As a government-funded state school, the University of Colorado relies on funding from the U.S. Department of Education and the state of Colorado, as well as tuition from students to operate the university. Students who attend an accredited school can be eligible for federal financial aid to help pay for school. Additionally, accreditation helps ensure that students can transfer credits between institutions. Without accredited programs, schools may not qualify for research grants awarded by the government. Similarly, states can also increase or decrease their funding for universities depending on the quality of programs, which is why accreditation is important to maintain this funding.
Without accreditation, we would not be able to educate students who can become certified RNs and practitioners.
When CCNE analyzes our programs, they are not only reviewing them to ensure that the content is current, but it is to ensure that the curriculum will help students pass the NCLEX examination to become Registered Nurses. To allow for students to become licensed RNs, states approve schools that can train students to be eligible to sit for the NCLEX examination, and approve schools to operate the program. Additionally, careful and thorough assessment is completed of our graduate programs and graduate student certification rates. Only graduates of an accredited nursing program can sit for the licensure or the certification exam in the particular state in which they practice.

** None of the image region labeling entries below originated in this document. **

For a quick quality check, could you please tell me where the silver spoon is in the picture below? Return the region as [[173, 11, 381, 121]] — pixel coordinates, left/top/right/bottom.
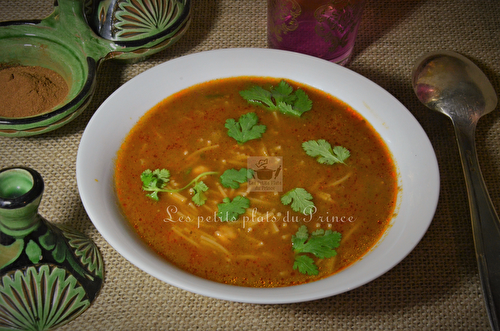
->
[[413, 51, 500, 330]]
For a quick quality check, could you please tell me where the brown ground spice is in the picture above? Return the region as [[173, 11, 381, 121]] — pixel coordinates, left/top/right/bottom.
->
[[0, 66, 69, 117]]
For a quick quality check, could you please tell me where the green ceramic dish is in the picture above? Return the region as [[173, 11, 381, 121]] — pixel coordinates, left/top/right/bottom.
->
[[0, 0, 191, 137]]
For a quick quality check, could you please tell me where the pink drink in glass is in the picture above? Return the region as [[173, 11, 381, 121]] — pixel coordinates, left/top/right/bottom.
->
[[267, 0, 366, 65]]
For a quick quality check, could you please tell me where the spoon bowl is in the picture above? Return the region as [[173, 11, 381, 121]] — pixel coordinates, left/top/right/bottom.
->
[[413, 51, 500, 330]]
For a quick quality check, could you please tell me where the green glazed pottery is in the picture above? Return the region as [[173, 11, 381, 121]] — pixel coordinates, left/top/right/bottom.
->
[[0, 167, 104, 330], [0, 0, 191, 137]]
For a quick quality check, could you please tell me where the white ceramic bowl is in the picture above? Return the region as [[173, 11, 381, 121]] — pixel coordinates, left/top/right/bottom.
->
[[76, 49, 439, 304]]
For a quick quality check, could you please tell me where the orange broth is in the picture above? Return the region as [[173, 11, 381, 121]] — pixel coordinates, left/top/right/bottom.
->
[[115, 77, 398, 287]]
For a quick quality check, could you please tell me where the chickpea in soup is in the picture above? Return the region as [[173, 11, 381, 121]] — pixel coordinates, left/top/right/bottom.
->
[[115, 77, 398, 287]]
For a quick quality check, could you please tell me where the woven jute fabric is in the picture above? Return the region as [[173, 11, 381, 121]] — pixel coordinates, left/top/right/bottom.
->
[[0, 0, 500, 330]]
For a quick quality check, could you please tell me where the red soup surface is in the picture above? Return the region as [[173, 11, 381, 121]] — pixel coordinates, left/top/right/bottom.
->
[[115, 77, 398, 287]]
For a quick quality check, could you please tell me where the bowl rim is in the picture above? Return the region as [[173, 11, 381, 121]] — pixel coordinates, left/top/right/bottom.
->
[[76, 48, 440, 304]]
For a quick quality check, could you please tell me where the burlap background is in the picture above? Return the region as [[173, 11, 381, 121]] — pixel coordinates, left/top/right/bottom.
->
[[0, 0, 500, 330]]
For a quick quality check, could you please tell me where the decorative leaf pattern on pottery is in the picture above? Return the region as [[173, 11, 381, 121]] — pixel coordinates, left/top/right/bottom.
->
[[0, 265, 90, 330]]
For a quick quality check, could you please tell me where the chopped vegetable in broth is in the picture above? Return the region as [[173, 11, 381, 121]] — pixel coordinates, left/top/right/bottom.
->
[[115, 77, 398, 287]]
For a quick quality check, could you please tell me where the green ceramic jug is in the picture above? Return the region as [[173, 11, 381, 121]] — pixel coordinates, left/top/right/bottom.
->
[[0, 167, 104, 330]]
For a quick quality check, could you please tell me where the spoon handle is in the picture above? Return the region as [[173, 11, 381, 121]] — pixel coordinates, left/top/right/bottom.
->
[[455, 123, 500, 330]]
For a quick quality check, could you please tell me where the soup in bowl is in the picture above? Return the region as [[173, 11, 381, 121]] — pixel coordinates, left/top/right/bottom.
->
[[77, 49, 439, 303]]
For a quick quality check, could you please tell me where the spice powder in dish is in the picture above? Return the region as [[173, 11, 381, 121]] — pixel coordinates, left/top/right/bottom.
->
[[0, 66, 69, 118]]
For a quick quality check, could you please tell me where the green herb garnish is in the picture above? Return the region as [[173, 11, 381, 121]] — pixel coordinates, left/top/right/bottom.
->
[[141, 169, 217, 206], [217, 195, 250, 222], [224, 113, 266, 144], [191, 181, 208, 206], [302, 139, 351, 165], [240, 80, 312, 116], [281, 187, 316, 215], [220, 168, 253, 189], [292, 225, 342, 275]]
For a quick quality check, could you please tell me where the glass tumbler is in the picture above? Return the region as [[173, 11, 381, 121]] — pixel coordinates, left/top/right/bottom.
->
[[267, 0, 366, 65]]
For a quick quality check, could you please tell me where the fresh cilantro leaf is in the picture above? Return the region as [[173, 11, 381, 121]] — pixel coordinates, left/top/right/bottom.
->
[[220, 168, 253, 189], [293, 255, 319, 276], [292, 225, 341, 259], [302, 139, 351, 165], [292, 225, 342, 275], [217, 195, 250, 222], [141, 169, 170, 201], [281, 187, 316, 215], [224, 113, 266, 144], [191, 181, 208, 206], [240, 86, 276, 109], [240, 80, 312, 116], [141, 169, 217, 202]]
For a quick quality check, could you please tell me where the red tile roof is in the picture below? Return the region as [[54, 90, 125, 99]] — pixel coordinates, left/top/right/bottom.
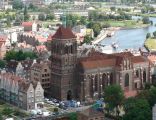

Students who attend schools that do not have accredited programs can have a harder time continuing their graduate education.
Accreditation is used to assess the quality of academic programs at institutions to establish criteria for professional certification and licensure to upgrade courses and prepare students for their careers as nurses. Attending a nursing school that is not accredited can limit progression in a professional nursing career. Students can still receive a quality education and are still eligible for the NCLEX exam but they will be ineligible to attend another accredited nursing school and receive further nursing education.
Students who do not attend accredited schools may have difficulty finding a job after graduation.
It is important to maintain our accredited status to guarantee all of our graduates can be competitive in the job market. If the CCNE finds that nursing schools are not accredited, then it could make it more difficult for students to find jobs after graduation. Attending an accredited program makes students more competitive in the job market because employers prefer to hire accredited practitioners who are trained under nationally established nursing education programs. But, if a student graduates from a non-accredited program it could hurt their chances of getting a job when applying against their peers who attended an accredited institution.
Accreditation ensures standard quality of all nursing schools across the United States.
National accreditation means that the program adheres to common standards of quality set by the U.S. Department of Education. Approval by the state board of nursing does not mean the school is accredited by a national accrediting organization, but every accredited nursing school is also approved by its state board of nursing. Requiring accreditation of all nursing programs ensures nursing programs across the U.S. are being held at certain standard of quality and education is the same across all nursing schools in all states.
Overall, accreditation is important because it not only helps our school establish its status as a nursing school, but it determines how much funding our institution receives. Similarly, it allows us to educate students to become licensed RNs that can go on to pursue graduate education and be competitive in the job market. Furthermore, without accreditation, our school would not meet the standards of nursing education in the U.S. As we continue working to gather the materials for the accreditation process, we should remember that we are working hard to maintain the quality of education that our students receive at CU Nursing.